Raddish boxes are designed to teach skills and create a framework for cooking with kids, so eventually empowering your kids make the salad becomes second nature, and not a “make work for mom” chore.
If kids aren’t interested in cooking (I have one who LOVES to pitch in, and one who couldn’t care less), do you have any other tips for how parents might get them involved in the kitchen or to engage with food in a positive way, other than just eating?
It is definitely true: kids who help prepare food are much more likely to eat what they’ve made. But I think it goes beyond actually cooking – and just getting kids involved with the whole process of mealtime.” I wonder – does your child like doing the dishes? (Kids LOVE playing with that soapy water!) Will he/she play waiter and take orders and set the table? Or clear the plates? How about a kitchen and fridge scavenger hunt to find all the ingredients? (Or better – take the hunt to the grocery store.)
If all that fails, open up your kitchen while you cook and just let him or her read a book, build Legos, do homework, or for younger kids, sort trinkets in muffin tins. Keep them present to observe the sights, smells, and tastes of the kitchen, and maybe one day they’ll jump in.
How has your attitude towards kids and cooking changed since you’ve had your own children?
Yes, cooking with kids can take more time and make more mess – but now that I cook with my own kids I am even a bigger believer that both are worth it! I definitely understand the weeknight dinner rush! So I bought a crock-pot — the 15 minutes it takes to prep dinner in the morning saves at least an hour after work!
I was really moved by Karen Le Billon’s book, French Kids Eat Everything. After that, I thought beyond what my kids were eating and carefully considered when and how and where. (I promptly stopped giving snacks at Target during a meltdown.)

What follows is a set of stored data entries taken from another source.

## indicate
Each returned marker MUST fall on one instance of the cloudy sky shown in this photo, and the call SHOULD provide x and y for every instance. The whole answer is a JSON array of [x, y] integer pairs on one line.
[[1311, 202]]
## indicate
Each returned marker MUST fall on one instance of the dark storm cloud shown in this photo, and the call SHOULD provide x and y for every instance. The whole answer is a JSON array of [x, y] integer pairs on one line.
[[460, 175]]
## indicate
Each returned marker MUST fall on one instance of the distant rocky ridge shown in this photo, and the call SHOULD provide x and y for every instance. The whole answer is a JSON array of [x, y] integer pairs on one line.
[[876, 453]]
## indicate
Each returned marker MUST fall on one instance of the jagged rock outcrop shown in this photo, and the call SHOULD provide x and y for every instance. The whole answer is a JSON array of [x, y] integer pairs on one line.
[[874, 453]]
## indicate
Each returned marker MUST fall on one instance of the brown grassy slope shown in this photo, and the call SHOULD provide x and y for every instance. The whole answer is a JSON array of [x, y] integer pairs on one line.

Where do you like to eat out as a family?
We don’t eat out too often, but gravitate towards fun and active restaurants. My kids looooove tacos, so Wahoo’s is always a win. We also like El Sombrero in Manhattan Beach, too. We go “out” to Whole Foods El Segundo and Mitsuwa Marketplace. Alejo’s in Westchester was where “FDNO — Family Dinner Night Out” was coined with our dear friends. (Nothing says chaos like 4 adults and 4 kids under 4 out to dinner – thank goodness for their vino della casa!) And tiny, authentic sushi spots are a favorite, too. We like Sushi Anza in Torrance.
How do you keep your kids occupied if they get antsy in restaurants?
My kids? Antsy? This afternoon my son wouldn’t stop demanding water at Good Stuff in Hermosa Beach. It went something like this, over and over:
“The waitress went to get water.”
“She will be right back with your water.”
Thankfully we were outside so the disturbance level wasn’t as bad as it could be. But by the end of lunch we had definitely employed all the necessary “dining out with a toddler” tactics: walk around and smile at every other table, play with my iPhone, color, and stretch the silly putty I carry in my bag. Oh, and dessert, preferably ice cream. That buys you at least another 10 minutes of adult conversation.